Your mail client will have an export function allowing you to export your message folders to removable storage and load them to the new system. Some of my messages go back a long time, including some from my late father. I would hate to lose them. Failing that approach, track down the path to your mail folder. In Outlook, go to Tools | Options, select the Mail Setup tab, and click on the Data Files button. When you have tracked down the folders, copy them to a disk and reload them to your new system.


#5: Mail account settings


You may find that you can't remember your mail settings. But there are a few things you have to know to set up your new mail client. Here's a quick checklist of what you need:
 

Both mail server names, POP and SMTP
Login name
Password
E-mail address
Account name


If you can't remember the password, don't worry. There are some downloadable utilities that can decrypt this for you. Just do a Google search to track them down.


#6: Address Book


Export your address book to a spreadsheet. Not only does this allow you to import it into your new mail client, but viewing the information in a spreadsheet makes it easy to clear out all those old contacts that are no longer valid. I forgot to do this and had the awful job of unplugging my new PC and setting up the old one to extract information.


#7: Antivirus


It's easy to forget to load an effective antivirus package. While you're preparing all the stuff you need to transfer, download the latest updates and add them to the CD. This will mean you can protect your PC before connecting to the Internet. Essential when you consider that according to one report, an unprotected computer will, on average, have to be connected for less than 12 minutes before being attacked by some kind of virus or malware.


#8: Spyware


As with #7, there are many packages to install. Make sure that you have everything ready to load when you unpack the new box.


#9: Ad blockers


Most modern browsers claim to block ads for you. However, I've found that it's sometimes beneficial to employ the "belt and braces principle" and load additional protection. Again, check that you've downloaded what you need so that you can preload it before connecting.


#10: Applications


It probably took you years to organize your system the way you like it. You'll probably won't care about some things you have loaded. But for those you do, make sure you've tracked down the installation disks and product keys.
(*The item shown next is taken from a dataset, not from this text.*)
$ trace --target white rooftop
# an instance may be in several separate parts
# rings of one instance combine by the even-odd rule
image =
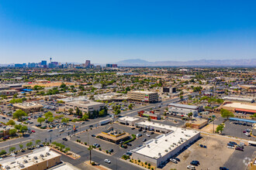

The process will be easier if you prepare a list of applications and check the list as you install. While you're about it, take the opportunity to remove the free bundled software that you won't ever use.


Follow these steps, and you'll have a system that is new and reliable yet has everything you liked about your old PC. One final note: Remember that your wallpaper images will need to be recovered as well, unless you want to make a complete break and try some news ones.